Jose Mourinho had just been sacked for a second time by Chelsea, while Manchester United were a complete state under Louis van Gaal. I was in my former role as a United Correspondent, and the message was passed down to me... “The boss wants you to write a piece saying United should sack Van Gaal now and appoint Mourinho before he goes off the market.”
“No way, I’ve been saying for months that Mauricio Pochettino is the man for Man United,” was my emphatic response. That was in December 2015.
Five years on, it’s hard to shrug off the belief that the Argentine remains the right bloke for the Old Trafford job, despite the fact that United have since appointed two men who are not Pochettino. Both Mourinho and Ole Gunnar Solskjaer have been given a go in charge of the Red Devils in the intervening years, but fortunes haven’t markedly changed since those days when Van Gaal’s struggles were at their most concerning.
Maybe it is Pochettino’s lack of trophies at Tottenham which has held United back from making their move over the years, but the way he built attractive footballing sides with an attacking intent and a united front at both Spurs and Southampton seemed to be evidence enough that he was an Old Trafford gaffer in the making. And with rumours abounding that United’s board are lining him up as a replacement for Solskjaer following Sunday’s 6-1 loss to Spurs, it does feel like the time might be right to call on Poch.

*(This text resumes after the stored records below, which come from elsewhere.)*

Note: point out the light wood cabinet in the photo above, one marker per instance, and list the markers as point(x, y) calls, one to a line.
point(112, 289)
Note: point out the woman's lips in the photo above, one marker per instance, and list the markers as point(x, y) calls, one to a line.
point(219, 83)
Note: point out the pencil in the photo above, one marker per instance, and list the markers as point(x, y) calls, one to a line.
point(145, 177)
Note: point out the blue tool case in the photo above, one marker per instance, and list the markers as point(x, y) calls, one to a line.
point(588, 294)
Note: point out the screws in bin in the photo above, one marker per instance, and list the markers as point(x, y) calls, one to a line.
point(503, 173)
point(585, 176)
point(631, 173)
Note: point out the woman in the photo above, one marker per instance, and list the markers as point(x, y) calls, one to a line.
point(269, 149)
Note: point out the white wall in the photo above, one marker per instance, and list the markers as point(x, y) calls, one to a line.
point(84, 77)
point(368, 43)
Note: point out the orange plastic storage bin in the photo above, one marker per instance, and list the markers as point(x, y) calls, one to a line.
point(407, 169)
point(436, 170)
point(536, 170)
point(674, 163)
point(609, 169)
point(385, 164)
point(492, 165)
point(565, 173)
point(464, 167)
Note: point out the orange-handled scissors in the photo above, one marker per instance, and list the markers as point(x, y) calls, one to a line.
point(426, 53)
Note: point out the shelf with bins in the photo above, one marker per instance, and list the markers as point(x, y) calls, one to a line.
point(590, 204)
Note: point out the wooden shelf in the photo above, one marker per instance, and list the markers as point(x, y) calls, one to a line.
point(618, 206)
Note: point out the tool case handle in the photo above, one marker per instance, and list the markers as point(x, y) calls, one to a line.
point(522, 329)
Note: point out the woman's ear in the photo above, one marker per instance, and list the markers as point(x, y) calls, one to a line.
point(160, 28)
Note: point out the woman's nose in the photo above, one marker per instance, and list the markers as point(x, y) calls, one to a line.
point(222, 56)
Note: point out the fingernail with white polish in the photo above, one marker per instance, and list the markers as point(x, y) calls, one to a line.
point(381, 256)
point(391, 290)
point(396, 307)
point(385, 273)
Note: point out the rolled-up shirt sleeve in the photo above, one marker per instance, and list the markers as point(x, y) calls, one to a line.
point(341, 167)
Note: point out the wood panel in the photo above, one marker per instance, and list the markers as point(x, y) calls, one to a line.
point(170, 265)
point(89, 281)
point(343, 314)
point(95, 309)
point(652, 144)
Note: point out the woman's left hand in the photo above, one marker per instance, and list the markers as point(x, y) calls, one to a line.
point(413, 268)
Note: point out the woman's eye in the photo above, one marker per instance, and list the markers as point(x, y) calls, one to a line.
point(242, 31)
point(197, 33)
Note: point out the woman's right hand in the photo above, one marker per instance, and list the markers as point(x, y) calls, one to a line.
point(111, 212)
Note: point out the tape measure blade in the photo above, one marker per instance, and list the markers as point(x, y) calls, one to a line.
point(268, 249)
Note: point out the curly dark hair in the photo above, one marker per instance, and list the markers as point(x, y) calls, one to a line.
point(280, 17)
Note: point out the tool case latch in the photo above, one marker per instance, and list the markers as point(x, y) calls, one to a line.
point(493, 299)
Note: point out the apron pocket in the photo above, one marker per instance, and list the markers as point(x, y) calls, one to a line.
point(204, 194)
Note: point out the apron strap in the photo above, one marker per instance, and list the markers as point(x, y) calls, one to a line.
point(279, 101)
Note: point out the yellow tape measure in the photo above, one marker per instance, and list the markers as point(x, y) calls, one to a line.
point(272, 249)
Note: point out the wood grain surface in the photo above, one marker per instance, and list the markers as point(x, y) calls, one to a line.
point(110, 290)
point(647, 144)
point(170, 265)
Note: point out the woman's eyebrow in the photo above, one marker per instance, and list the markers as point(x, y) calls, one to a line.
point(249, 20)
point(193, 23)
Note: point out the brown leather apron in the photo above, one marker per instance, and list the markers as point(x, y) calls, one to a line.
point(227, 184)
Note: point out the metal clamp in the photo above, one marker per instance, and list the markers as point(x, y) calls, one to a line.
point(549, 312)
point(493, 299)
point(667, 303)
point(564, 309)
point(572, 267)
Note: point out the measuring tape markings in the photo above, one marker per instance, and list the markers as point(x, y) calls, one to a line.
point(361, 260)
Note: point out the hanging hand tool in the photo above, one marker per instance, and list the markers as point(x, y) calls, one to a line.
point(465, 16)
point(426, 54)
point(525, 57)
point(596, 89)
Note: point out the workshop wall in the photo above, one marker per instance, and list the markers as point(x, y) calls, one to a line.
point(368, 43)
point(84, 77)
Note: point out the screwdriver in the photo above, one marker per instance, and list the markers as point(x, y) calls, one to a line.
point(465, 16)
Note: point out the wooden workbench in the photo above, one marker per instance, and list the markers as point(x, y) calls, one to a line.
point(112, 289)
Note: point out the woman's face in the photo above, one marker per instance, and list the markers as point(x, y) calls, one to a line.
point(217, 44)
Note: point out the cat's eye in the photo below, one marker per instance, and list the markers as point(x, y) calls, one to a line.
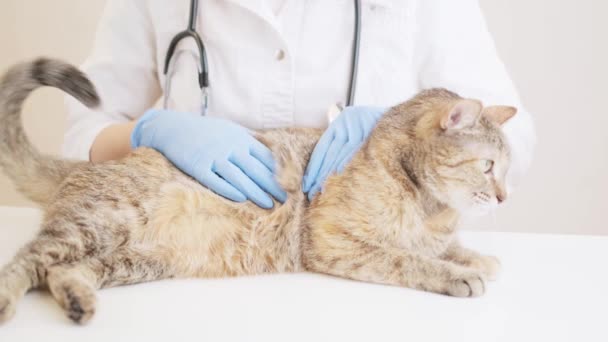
point(487, 165)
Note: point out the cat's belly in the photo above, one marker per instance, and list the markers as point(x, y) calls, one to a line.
point(203, 235)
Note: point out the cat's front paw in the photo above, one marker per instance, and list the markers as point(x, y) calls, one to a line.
point(7, 308)
point(489, 266)
point(467, 285)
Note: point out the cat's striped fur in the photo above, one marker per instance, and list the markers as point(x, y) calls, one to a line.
point(388, 218)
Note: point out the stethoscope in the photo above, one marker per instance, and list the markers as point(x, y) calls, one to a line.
point(203, 67)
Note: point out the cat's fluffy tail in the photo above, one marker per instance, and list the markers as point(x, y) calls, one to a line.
point(37, 176)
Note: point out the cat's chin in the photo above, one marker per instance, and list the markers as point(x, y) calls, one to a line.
point(477, 211)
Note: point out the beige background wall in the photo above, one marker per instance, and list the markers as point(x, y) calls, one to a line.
point(556, 51)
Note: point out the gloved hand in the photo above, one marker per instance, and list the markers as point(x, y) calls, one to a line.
point(221, 155)
point(337, 146)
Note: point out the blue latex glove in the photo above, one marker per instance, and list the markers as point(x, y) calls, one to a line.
point(220, 154)
point(337, 146)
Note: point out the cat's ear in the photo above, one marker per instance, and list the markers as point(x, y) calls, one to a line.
point(499, 114)
point(465, 113)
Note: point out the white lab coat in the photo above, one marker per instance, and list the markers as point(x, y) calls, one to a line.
point(281, 69)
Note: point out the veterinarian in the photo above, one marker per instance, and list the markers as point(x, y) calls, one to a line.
point(277, 63)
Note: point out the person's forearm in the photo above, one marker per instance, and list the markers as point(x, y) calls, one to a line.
point(113, 142)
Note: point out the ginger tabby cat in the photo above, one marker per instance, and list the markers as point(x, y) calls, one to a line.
point(389, 218)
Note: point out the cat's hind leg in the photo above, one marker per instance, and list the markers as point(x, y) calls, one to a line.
point(74, 285)
point(28, 269)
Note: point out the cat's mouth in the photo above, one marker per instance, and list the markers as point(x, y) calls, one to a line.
point(482, 198)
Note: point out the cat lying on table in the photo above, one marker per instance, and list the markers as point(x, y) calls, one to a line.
point(389, 218)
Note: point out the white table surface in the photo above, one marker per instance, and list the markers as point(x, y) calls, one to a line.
point(553, 288)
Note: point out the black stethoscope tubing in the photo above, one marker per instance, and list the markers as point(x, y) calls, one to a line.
point(203, 72)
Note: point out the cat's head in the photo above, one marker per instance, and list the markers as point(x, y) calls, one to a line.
point(460, 154)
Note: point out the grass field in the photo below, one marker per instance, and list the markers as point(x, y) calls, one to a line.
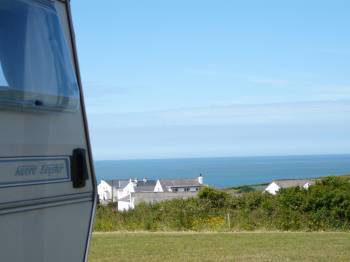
point(220, 247)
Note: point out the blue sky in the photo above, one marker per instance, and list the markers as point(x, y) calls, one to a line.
point(167, 79)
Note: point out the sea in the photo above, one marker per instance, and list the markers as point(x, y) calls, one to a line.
point(223, 172)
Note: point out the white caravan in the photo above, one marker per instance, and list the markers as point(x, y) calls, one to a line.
point(47, 184)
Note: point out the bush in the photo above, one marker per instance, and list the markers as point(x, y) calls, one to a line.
point(324, 206)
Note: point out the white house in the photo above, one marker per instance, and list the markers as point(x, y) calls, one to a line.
point(179, 185)
point(126, 199)
point(276, 185)
point(113, 190)
point(163, 189)
point(108, 190)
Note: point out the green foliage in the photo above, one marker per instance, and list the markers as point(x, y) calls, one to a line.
point(324, 206)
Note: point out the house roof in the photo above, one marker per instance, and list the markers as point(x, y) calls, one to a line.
point(145, 186)
point(293, 182)
point(180, 182)
point(118, 183)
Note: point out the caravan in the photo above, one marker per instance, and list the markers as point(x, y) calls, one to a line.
point(47, 183)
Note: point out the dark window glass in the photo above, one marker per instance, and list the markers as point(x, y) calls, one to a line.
point(36, 69)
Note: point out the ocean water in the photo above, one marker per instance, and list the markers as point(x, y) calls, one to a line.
point(227, 171)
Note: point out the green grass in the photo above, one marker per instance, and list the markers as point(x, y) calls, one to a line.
point(260, 246)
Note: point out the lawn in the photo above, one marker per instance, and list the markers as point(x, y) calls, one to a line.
point(220, 247)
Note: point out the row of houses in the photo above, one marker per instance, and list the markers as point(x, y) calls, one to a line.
point(129, 192)
point(277, 185)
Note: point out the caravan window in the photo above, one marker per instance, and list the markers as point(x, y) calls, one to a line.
point(36, 70)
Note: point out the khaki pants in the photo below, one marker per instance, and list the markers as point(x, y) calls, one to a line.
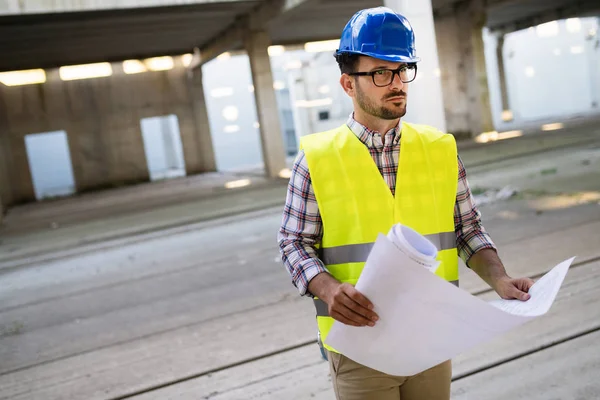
point(353, 381)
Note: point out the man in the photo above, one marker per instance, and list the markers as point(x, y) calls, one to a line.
point(351, 183)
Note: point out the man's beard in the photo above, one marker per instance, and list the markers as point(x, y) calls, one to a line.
point(382, 112)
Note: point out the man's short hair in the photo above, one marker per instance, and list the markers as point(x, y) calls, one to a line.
point(347, 62)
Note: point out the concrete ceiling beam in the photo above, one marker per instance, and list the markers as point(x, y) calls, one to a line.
point(233, 35)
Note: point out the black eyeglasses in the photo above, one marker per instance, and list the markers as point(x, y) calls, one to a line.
point(384, 77)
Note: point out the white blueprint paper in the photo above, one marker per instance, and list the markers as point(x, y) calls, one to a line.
point(424, 320)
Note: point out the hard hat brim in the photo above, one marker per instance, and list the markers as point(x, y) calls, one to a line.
point(385, 57)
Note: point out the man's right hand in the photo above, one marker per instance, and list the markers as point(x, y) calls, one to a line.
point(345, 303)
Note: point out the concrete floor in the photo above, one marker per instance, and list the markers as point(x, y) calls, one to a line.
point(162, 295)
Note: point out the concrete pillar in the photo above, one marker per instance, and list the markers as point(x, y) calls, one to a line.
point(168, 143)
point(481, 118)
point(502, 73)
point(257, 43)
point(206, 155)
point(463, 69)
point(425, 99)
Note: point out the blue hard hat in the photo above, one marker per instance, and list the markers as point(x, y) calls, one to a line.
point(379, 33)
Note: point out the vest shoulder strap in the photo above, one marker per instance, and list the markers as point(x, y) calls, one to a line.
point(316, 141)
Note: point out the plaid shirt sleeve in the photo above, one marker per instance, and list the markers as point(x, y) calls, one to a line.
point(301, 228)
point(470, 234)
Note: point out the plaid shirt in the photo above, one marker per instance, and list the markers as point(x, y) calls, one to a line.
point(302, 228)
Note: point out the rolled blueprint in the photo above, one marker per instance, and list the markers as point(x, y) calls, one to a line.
point(424, 320)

There is a freshness about him, a positivity, and there’s also a body of work there that screams of legacy-building. He primed Southampton for greater things to come, then went to Spurs and made them Champions League finalists following decades of being English football’s great under-achievers. That’s exactly what United haven’t had since Sir Alex Ferguson.
United overlooked Pochettino in 2016 when appointing Mourinho as a perceived sure-fire success in the short term, but the rewards were no greater than a League Cup and a Europa League. Then they backed themselves into a corner by handing Solskjaer the interim reins and watching on as the Norwegian made hay in his early days in charge. By the time United had overhauled a two-goal first-leg deficit against Paris Saint-Germain on a memorable night in the French capital, there was no way they couldn’t hand the role to their legendary former striker.
Solskjaer then got them into the Champions League again thanks to a late rally last season, achieving the objective set for 2019-20, and in essence has earned another crack. But the United job was never really meant for Ole, as much as he hasn’t done too much wrong.
The United gig feels tailor-made for Pochettino, and having now been on the market for almost a year the former Argentina defender must be getting sick of waiting for his perfect role. If United miss out on him this time, they may never get another chance.